AYM, bir kamu kurumunda ‘taşeron işçi’ olarak çalışan ve sosyal medya hesabında yaptığı bir paylaşımda kurum yöneticilerine “insan müsveddeleri” dediği için iş akdine son verilen Kamu Taşeron Çalışanları Derneği (KATAŞ-DER) Genel Başkanı Kadri Eroğul’un başvurusunu inceledi.
Eroğul, 14 Ağustos 2015 tarihinde sosyal medya hesabında, taşeron işçilerin gördüğü baskıları ve yöneticilerini konu alan şu paylaşımı yaptı.
“Son günlerde taşeron işçi arkadaşlar üzerinde ciddi baskılar artmış; kendini yönetici zanneden bazıları, işi gücü bırakıp taşeron işçi ile uğraşmayı kendine görev edinmiştir. Ey insan müsveddeleri, yönetici bozuntuları, şunu asla unutmayınız ki biz taşeron işçiler, İslam dinine inanıp iman etmiş Müslümanlarız ve Rabbim bize der ki ‘Rızık ile ilgili yeryüzünde hareket eden hiçbir canlı yoktur ki rızık Allah’a bağlı olmasın’ der (Hud Suresi 6. Ayet). Rabbim sizleri de hidayete ulaştırsın en kısa zamanda ve olduğunuz o güzel makam koltuklarının da altınızdan kayıp gideceğini bilme ve taşeron işçinin de insan olduğunu anlama fikri versin, âmin.”
Bu paylaşımı nedeniyle kurum yöneticileri tarafından Kütahya 2. Asliye Ceza Mahkemesi’nde açılan davada Eroğul mahkum edildi, ancak hükmün açıklanması geriye bırakıldı. Bu kararın ardından Eroğul’un iş akdi, bağlı bulunduğu şirket tarafından feshedildi.
İşten çıkarma kararının ardından Eroğul haksız fesih davası açtı, ancak dava Kütahya 1. İş Mahkemesi tarafından reddedildi.
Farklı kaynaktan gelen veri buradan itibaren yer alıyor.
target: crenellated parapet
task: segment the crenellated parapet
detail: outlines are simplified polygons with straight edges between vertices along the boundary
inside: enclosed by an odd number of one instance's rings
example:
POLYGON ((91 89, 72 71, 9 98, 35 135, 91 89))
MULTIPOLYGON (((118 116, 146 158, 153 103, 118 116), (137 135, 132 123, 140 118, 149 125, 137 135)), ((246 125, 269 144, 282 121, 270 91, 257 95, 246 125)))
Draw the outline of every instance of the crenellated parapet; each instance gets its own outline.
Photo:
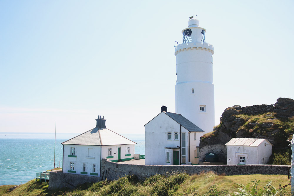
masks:
POLYGON ((213 46, 208 43, 200 42, 188 42, 187 44, 186 43, 183 43, 181 44, 179 44, 176 46, 175 49, 175 55, 176 56, 177 54, 179 52, 183 51, 185 50, 201 50, 208 51, 213 55, 214 53, 213 51, 213 46))

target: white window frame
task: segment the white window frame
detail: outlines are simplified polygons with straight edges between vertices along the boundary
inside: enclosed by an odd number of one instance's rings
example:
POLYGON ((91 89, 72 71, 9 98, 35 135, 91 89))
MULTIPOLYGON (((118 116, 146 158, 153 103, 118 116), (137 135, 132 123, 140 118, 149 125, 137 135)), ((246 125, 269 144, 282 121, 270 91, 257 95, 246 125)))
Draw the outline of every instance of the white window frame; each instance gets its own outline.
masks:
POLYGON ((179 140, 179 133, 177 132, 175 132, 173 134, 173 139, 175 140, 179 140), (176 139, 176 136, 177 136, 177 139, 176 139))
POLYGON ((74 163, 70 162, 69 164, 69 170, 71 171, 74 171, 74 163))
POLYGON ((76 153, 76 147, 71 147, 70 155, 74 155, 75 153, 76 153))
POLYGON ((93 173, 96 173, 96 164, 93 164, 93 169, 92 169, 92 171, 93 173))
POLYGON ((206 112, 206 105, 199 105, 199 111, 200 112, 206 112))
POLYGON ((238 159, 239 160, 239 164, 243 164, 244 165, 246 164, 246 156, 245 155, 238 155, 238 159), (244 159, 242 158, 241 160, 241 158, 243 157, 244 157, 244 159), (245 162, 243 162, 243 161, 245 162))

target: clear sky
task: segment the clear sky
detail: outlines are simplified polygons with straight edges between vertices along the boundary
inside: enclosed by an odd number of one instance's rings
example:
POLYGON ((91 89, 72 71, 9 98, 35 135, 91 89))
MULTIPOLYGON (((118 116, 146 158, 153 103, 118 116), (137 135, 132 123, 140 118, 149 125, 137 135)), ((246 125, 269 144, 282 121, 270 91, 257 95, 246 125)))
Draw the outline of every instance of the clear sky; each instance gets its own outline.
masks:
POLYGON ((198 15, 226 108, 294 98, 294 1, 0 1, 0 132, 144 133, 175 112, 176 43, 198 15))

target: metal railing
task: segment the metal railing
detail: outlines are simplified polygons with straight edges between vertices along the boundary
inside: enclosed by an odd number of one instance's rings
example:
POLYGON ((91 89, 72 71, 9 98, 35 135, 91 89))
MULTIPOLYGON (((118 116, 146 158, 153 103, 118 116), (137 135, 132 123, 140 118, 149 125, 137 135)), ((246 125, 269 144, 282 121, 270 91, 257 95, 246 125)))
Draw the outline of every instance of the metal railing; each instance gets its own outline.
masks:
POLYGON ((37 179, 40 179, 39 182, 41 183, 41 180, 43 179, 45 180, 45 182, 46 180, 49 181, 49 175, 50 172, 46 171, 45 172, 37 172, 36 173, 36 181, 37 182, 37 179))

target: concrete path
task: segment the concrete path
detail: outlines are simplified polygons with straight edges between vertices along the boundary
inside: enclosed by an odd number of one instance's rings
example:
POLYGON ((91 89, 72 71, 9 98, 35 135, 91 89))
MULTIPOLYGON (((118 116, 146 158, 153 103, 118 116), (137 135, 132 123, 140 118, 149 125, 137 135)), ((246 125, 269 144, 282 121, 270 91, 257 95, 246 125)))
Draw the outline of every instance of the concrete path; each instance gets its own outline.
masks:
POLYGON ((117 162, 120 164, 133 164, 133 165, 145 165, 145 159, 138 159, 138 160, 130 160, 129 161, 117 162))

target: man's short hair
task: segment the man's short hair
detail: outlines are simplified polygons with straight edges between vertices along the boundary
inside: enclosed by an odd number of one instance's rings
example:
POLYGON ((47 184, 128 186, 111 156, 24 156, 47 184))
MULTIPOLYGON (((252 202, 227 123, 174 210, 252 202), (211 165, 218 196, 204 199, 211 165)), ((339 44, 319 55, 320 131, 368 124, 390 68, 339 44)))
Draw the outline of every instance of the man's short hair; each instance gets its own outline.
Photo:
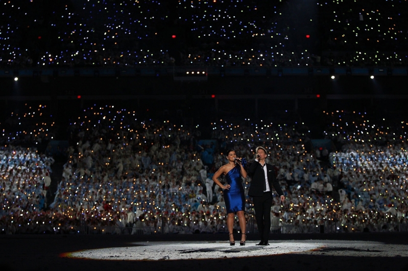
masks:
POLYGON ((257 147, 256 149, 255 149, 255 152, 256 152, 259 149, 262 150, 264 152, 265 152, 265 154, 268 154, 268 152, 267 151, 267 149, 261 146, 257 147))

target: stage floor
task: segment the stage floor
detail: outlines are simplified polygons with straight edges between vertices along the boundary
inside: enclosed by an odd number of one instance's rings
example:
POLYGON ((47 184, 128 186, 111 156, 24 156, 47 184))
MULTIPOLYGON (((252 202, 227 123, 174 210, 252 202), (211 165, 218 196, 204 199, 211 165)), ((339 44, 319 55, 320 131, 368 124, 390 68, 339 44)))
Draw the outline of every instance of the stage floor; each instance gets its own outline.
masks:
MULTIPOLYGON (((0 270, 408 271, 408 234, 271 235, 229 246, 220 234, 0 235, 0 270)), ((227 235, 227 237, 228 236, 227 235)), ((238 238, 237 234, 235 238, 238 238)))

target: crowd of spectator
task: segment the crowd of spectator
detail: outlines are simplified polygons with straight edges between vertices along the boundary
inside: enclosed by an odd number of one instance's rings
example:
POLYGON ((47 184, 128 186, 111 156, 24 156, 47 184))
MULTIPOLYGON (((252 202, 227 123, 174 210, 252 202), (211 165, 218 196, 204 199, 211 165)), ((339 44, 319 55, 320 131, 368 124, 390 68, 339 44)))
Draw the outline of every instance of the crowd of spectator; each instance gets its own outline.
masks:
POLYGON ((4 4, 5 67, 408 63, 404 1, 4 4))
POLYGON ((12 145, 0 149, 0 225, 11 233, 41 232, 51 223, 43 219, 51 213, 44 209, 54 159, 12 145))
MULTIPOLYGON (((367 113, 323 114, 325 136, 338 144, 321 155, 301 122, 220 120, 206 140, 198 125, 89 107, 68 128, 67 160, 49 206, 53 159, 3 148, 2 232, 226 233, 222 191, 211 177, 226 150, 251 161, 258 145, 267 148, 286 197, 283 204, 275 198, 273 232, 401 230, 408 212, 404 123, 398 130, 367 113)), ((250 178, 243 181, 247 192, 250 178)), ((249 197, 245 212, 248 230, 256 231, 249 197)))

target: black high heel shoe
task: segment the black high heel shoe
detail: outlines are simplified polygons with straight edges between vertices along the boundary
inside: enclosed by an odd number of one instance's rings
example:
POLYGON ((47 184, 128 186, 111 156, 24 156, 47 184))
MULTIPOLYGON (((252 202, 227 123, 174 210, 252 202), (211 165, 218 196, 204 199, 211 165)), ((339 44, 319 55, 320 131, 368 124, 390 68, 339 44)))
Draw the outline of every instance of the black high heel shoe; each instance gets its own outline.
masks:
MULTIPOLYGON (((233 234, 232 237, 234 237, 233 233, 230 233, 229 234, 228 234, 228 235, 229 236, 229 235, 231 235, 231 234, 233 234)), ((230 239, 230 240, 229 240, 229 245, 230 246, 235 246, 235 240, 234 240, 233 241, 231 241, 231 239, 230 239)))
MULTIPOLYGON (((245 241, 247 240, 247 234, 242 233, 242 235, 245 235, 245 241)), ((245 241, 239 241, 239 246, 245 246, 245 241)))

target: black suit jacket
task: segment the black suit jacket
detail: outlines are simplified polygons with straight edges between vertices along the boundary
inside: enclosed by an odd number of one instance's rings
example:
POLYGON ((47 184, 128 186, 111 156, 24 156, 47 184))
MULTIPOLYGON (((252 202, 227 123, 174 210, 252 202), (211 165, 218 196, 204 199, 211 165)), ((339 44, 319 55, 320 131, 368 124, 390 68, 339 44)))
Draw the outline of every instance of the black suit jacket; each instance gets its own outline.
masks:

Eroğul bu kararı istinafa taşıdı, ancak İzmir Bölge Adliye Mahkemesi 9. Hukuk Dairesi istinaf isteminin reddine karar verdi. Yargıtay da istinaf mahkemesinin bu kararını onadı.
Eroğul, bunun üzerine konuyu AYM’ye götürdü. AYM, yöneticileri hakkında “insan müsveddeleri ve yönetici bozuntuları” dediği için işten çıkartılan Eroğul’un ifade özgürlüğünün ihlal edildiğine hükmetti.
“AŞIRI BİR YORUMUN BENİMSENMESİ, KAMUSAL KONUŞMALARI İMKANSIZ HALE GETİRECEKTİR”
AYM, kararının gerekçesinde şunları kaydetti:
“Başvuruya konu paylaşımda genel nitelikli ‘yönetici’ kavramı kullanmış, ancak sözlerin belirli bir kimseyi hedef aldığına yönelik herhangi bir ifade kullanılmamıştır. Ancak mahkemeler tarafından, başvurucunun taşeron işçi olması ve ceza davasına katılanların da başvurucu ile aynı kurumda yönetici olması gerekçe gösterilerek sözlerin muhataplarından bir kısmının kurum yöneticileri olduğu kabul edilmiştir. Derece mahkemelerinin başvurucunun asıl amacının kurum yöneticilerini küçük düşürmek olduğunu kabul etmesi, ancak başvurucunun kullandığı kelimelere onun verdiği anlamın ötesinde anlamlar yüklemesi ile mümkün olmuştur. Başvurucunun kullandığı ifadelere, onun verdiği anlamın ötesinde bir anlam yüklenmemelidir. Derece mahkemelerinin başvurucunun dernek başkanlığı kimliğini dikkate almayarak ve doğrudan işaret edilmediği halde dolaylı bağlantılarla başvurucunun kurum yöneticilerini hedef aldığını kabul ederek yaptıkları aşırı bir yorumun benimsenmesi, kamusal konuşmaları imkansız hale getirecektir.”